Individual strategies for female financial executives include the following (McKinsey & Company, 2017; Deloitte, 2012).
• Don't be afraid to take chances or try different things. Allow yourself to take some risks and to learn as much as you can about business/sector areas of interest. The earlier in your career you start doing this, the better! By doing so, you will become a more well-rounded, highly-versatile and valuable asset to an organization
• Develop the ability to communicate your worth and accomplishments. Working hard is a given – you can't reach the top without that – but you also need to have confidence that is visible to those around you. Know your value and what you bring to your employer or to a perspective organization. Communicate your worth to the right people.
• Assemble a support network and make strong connections with senior-level management.

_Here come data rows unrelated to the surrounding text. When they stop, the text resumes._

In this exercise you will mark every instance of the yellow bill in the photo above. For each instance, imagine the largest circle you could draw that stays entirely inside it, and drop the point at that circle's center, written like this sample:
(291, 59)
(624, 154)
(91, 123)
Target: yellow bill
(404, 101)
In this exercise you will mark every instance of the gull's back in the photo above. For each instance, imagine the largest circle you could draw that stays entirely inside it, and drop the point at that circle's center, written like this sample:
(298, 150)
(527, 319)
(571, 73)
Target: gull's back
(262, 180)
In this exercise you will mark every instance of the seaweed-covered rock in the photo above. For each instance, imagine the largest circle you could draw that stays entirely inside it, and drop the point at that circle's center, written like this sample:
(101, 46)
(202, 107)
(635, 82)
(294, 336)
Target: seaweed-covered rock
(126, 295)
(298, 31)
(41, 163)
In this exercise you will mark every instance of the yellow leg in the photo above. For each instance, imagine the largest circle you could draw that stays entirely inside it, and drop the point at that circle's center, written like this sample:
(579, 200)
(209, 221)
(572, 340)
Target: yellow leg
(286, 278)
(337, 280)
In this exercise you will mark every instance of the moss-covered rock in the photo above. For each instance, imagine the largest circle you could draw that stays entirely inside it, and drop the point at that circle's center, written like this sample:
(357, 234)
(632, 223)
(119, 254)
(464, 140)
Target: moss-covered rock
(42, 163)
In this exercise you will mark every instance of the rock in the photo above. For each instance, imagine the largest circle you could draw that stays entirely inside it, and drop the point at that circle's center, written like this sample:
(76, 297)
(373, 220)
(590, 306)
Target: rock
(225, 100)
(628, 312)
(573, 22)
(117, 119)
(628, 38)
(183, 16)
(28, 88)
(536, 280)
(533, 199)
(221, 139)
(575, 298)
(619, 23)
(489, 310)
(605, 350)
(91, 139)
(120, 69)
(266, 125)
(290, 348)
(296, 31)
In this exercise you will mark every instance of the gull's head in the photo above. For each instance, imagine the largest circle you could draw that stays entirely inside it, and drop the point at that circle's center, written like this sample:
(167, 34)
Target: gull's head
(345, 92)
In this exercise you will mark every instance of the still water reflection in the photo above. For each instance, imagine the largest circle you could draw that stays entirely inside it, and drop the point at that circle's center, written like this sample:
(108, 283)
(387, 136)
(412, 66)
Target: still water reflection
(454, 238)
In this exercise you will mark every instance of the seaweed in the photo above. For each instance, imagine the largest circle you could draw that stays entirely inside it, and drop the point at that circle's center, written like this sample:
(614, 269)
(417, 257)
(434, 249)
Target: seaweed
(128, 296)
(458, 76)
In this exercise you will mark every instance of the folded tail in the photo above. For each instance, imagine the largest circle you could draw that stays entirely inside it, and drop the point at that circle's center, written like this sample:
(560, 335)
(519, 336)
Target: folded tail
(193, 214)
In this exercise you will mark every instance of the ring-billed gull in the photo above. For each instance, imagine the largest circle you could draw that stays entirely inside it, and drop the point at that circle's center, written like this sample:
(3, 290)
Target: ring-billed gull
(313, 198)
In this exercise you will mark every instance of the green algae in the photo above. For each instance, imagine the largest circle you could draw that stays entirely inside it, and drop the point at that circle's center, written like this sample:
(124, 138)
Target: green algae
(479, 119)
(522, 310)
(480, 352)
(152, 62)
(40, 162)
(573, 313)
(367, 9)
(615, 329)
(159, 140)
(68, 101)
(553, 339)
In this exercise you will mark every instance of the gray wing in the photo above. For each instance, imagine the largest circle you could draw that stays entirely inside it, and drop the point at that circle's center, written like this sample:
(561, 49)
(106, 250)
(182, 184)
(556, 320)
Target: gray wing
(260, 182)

As identified in the 2017 Women in the Workplace study (McKinsey & Company), many women do not aspire to top-level finance positions because they feel it is too political. Having a support system and connections to senior management are essential in managing and navigating office politics. A mentor will provide guidance and support through those situations, helping you continue on your career path towards success.
Employer strategies for female financial executives include the following. (McKinsey & Company, 2017)
• Promote and provide access to female role models. Provide opportunities for your staff to meet female role models or promote female industry networks to create a space for women in finance to meet and engage with one another.
• Intentionally assign female employees in a variety of projects or work roles that expand their horizons and allow them to learn more sophisticated skills and techniques that will prepare them for advancement.
• Within reason, allow or even encourage employees to take appropriate risks without fear of reprisals if they fail.
• Promote a qualitative versus quantitative approach on the expectations of top-level finance positions. Roles should focus on outcomes and quality of work rather than the number of hours spent completing tasks.
• Provide work-life balance opportunities. The Women in the Workplace (McKinsey & Company, 2017) study identified work-life balance as a deterrent for women wanting to excel to top-level finance positions. Employers can mitigate this barrier by offering an ala-carte menu of work-life balance options such as casual dress, flextime, telecommuting, and onsite childcare.
These are just a few steps individuals and employers can take, but even just a few steps can make a big difference. While the gender gap in finance at the executive level may be seen as a challenge, addressing it creates an opportunity. Women will now have the chance to lead, perhaps differently than their male colleagues have in the past. Subsequently, the industry as a whole may be impacted through business recruitment and retention tactics. While these challenges may be an uphill battle, the opportunities created outweigh the difficulties.
The pathway to key financial positions requires more than education and skill. Today’s financial leaders require a strategic mindset with the background and expertise of top leadership.
While women desire to position themselves to reach key financial leadership roles, the challenges of family obligations, work/life balance, gender inequality, and lack of available mentors stand in the way. However, women are adapting to the challenges by embracing continual learning, displaying confidence in the workplace, and returning to academic studies later in life to advance their careers.
Employers play a pivotal role in advancing women to positions of financial leadership. By allowing increased flexibility of work hours, developing mentorship programs, providing educational awareness of gender bias in the workplace, and improving company policies to accommodate women’s needs in the workforce, employers are recognizing the value of women in leadership.